Background: Periodontitis increases the risk of cardiovascular disease in the general population by triggering systemic inflammation. Aim: To investigate the relationship between systemic inflammation and periodontitis, and clarify any association between severe periodontitis and the medications used by patients receiving haemodialysis. Design: A cross-sectional study. Participants: The study was undertaken with 56 patients receiving haemodialysis. Measurements: Demographic and laboratory data and prescribed drugs regularly used by patients were recorded from hospital records. During the dialysis session, a validated Xerostomia Inventory score was completed.
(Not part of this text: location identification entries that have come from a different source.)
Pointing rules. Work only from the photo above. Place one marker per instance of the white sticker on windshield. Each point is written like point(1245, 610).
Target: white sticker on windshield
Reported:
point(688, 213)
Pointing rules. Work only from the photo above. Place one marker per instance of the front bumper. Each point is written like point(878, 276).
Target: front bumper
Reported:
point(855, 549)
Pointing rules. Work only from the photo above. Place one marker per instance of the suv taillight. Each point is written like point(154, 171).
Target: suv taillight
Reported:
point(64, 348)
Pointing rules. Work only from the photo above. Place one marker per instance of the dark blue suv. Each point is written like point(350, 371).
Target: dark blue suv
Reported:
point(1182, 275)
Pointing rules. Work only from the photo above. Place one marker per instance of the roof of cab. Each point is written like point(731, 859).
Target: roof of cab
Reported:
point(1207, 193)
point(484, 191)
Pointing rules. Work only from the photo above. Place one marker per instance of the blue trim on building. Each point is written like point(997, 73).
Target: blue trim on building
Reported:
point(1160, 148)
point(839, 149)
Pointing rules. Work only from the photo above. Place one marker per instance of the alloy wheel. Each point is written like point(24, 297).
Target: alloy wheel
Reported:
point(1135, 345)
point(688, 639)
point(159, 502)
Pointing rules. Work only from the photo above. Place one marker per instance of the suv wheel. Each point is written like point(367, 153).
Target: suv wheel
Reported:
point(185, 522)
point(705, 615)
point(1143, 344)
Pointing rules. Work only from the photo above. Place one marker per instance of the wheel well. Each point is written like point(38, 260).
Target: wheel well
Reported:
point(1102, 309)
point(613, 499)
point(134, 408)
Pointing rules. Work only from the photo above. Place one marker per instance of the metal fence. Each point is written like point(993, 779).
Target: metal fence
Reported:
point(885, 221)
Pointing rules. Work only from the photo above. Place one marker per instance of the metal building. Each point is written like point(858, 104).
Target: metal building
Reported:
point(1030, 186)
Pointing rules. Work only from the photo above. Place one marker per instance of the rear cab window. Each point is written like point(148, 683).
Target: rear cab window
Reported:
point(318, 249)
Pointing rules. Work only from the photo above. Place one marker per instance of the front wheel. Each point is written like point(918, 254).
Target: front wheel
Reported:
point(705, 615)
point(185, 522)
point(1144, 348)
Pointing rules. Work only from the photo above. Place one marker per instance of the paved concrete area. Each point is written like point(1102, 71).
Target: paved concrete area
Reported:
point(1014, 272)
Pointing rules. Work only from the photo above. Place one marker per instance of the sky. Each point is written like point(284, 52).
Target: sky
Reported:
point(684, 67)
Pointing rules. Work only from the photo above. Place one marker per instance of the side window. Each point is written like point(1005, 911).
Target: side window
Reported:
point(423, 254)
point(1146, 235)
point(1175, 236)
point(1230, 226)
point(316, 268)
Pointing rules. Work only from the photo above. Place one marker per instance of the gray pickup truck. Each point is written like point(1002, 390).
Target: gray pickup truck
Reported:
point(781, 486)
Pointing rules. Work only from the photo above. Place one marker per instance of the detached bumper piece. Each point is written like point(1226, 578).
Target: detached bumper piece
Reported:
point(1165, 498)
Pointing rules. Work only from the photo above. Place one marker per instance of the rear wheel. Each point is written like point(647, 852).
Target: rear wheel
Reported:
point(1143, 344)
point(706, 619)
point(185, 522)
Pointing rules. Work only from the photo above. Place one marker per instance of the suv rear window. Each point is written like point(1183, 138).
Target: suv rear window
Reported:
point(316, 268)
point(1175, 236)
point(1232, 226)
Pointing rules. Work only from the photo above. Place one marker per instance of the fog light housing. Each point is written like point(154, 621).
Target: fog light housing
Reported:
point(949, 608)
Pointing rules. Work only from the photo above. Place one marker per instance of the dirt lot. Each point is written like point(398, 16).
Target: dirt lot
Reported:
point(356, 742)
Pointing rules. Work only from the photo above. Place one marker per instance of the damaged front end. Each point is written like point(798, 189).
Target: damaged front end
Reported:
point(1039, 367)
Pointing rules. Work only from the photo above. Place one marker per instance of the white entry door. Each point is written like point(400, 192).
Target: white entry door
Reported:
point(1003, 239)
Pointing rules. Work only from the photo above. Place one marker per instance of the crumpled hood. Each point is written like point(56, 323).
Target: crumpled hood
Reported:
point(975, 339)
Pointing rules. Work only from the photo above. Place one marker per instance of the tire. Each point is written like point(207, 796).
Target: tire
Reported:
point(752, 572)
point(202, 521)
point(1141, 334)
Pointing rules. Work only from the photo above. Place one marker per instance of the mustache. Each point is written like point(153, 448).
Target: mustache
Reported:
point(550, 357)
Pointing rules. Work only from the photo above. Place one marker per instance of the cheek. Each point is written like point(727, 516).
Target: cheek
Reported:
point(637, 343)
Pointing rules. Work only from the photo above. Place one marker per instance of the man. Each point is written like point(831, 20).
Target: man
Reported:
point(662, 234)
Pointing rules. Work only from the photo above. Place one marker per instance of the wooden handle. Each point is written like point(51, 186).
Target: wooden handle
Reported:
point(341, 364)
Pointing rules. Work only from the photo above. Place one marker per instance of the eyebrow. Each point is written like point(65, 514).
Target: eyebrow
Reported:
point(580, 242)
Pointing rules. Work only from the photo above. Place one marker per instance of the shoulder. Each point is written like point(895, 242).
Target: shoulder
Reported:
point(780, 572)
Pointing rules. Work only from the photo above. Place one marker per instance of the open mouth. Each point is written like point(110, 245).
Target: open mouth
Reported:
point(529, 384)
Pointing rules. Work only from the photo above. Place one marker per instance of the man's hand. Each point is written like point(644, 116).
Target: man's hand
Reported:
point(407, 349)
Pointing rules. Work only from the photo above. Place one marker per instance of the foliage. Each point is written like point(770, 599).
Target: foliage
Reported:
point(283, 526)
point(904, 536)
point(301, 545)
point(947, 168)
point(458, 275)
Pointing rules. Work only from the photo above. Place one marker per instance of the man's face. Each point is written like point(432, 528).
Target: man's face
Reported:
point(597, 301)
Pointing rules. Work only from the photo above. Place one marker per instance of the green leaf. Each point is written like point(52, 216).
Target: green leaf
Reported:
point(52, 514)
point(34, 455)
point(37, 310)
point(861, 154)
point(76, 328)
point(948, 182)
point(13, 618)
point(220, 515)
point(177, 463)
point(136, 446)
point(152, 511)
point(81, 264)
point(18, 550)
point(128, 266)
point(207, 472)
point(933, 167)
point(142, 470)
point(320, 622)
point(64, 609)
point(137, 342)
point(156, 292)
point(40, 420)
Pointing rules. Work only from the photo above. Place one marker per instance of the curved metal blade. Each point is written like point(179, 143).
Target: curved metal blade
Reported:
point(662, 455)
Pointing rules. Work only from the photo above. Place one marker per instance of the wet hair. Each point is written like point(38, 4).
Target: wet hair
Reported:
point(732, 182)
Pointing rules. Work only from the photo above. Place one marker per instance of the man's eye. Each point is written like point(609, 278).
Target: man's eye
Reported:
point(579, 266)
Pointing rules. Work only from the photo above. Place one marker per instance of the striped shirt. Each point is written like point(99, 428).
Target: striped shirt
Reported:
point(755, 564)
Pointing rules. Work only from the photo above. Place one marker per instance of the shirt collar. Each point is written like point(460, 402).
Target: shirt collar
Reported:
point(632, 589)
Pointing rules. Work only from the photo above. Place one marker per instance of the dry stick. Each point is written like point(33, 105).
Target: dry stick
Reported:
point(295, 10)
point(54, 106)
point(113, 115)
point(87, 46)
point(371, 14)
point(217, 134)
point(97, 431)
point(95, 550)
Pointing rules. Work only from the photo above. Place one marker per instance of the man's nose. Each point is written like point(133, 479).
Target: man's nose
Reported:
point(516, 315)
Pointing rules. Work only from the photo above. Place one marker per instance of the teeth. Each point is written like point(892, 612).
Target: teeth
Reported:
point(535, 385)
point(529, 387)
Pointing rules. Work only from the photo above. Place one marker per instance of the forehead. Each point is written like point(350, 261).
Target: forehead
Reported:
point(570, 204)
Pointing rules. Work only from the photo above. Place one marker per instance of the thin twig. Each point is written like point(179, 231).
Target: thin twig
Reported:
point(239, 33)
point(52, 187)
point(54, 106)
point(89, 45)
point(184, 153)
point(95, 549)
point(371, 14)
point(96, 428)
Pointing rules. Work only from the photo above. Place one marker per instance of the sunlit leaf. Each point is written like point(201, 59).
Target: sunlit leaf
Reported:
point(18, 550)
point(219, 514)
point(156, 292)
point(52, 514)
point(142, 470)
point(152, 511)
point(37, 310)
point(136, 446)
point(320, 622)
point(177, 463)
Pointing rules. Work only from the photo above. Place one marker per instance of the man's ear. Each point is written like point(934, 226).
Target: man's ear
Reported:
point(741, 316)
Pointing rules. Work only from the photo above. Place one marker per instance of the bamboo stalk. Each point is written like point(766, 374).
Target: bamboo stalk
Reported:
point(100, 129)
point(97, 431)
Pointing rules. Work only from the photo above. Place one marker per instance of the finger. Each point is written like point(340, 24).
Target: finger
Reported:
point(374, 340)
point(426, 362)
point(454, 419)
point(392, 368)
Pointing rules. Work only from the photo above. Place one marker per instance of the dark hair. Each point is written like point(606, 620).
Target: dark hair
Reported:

A complete dental/periodontal examination was also undertaken on all patients by the same periodontist. Results: In the study population, stage I periodontitis was determined in 41%, stage II periodontitis in 17%, stage III periodontitis in 21%, and stage IV periodontitis in 21%. Male gender, hypertension, coronary artery disease, β antagonists, calcium channel blockers, sodium polystyrene sulphonate, teeth brushing less than twice a day and high sensitive C-reactive protein > 8 mg/l were significantly associated with severe periodontitis. Conclusion: Drugs, including β antagonists, calcium channel blockers, polystyrene sulphonate, co-morbid conditions and poor or insufficient oral care could facilitate an increase in the severity of periodontitis in patients receiving haemodialysis. Severe periodontitis also seems to be associated with cardiovascular disease and inflammation in patients with chronic renal disease.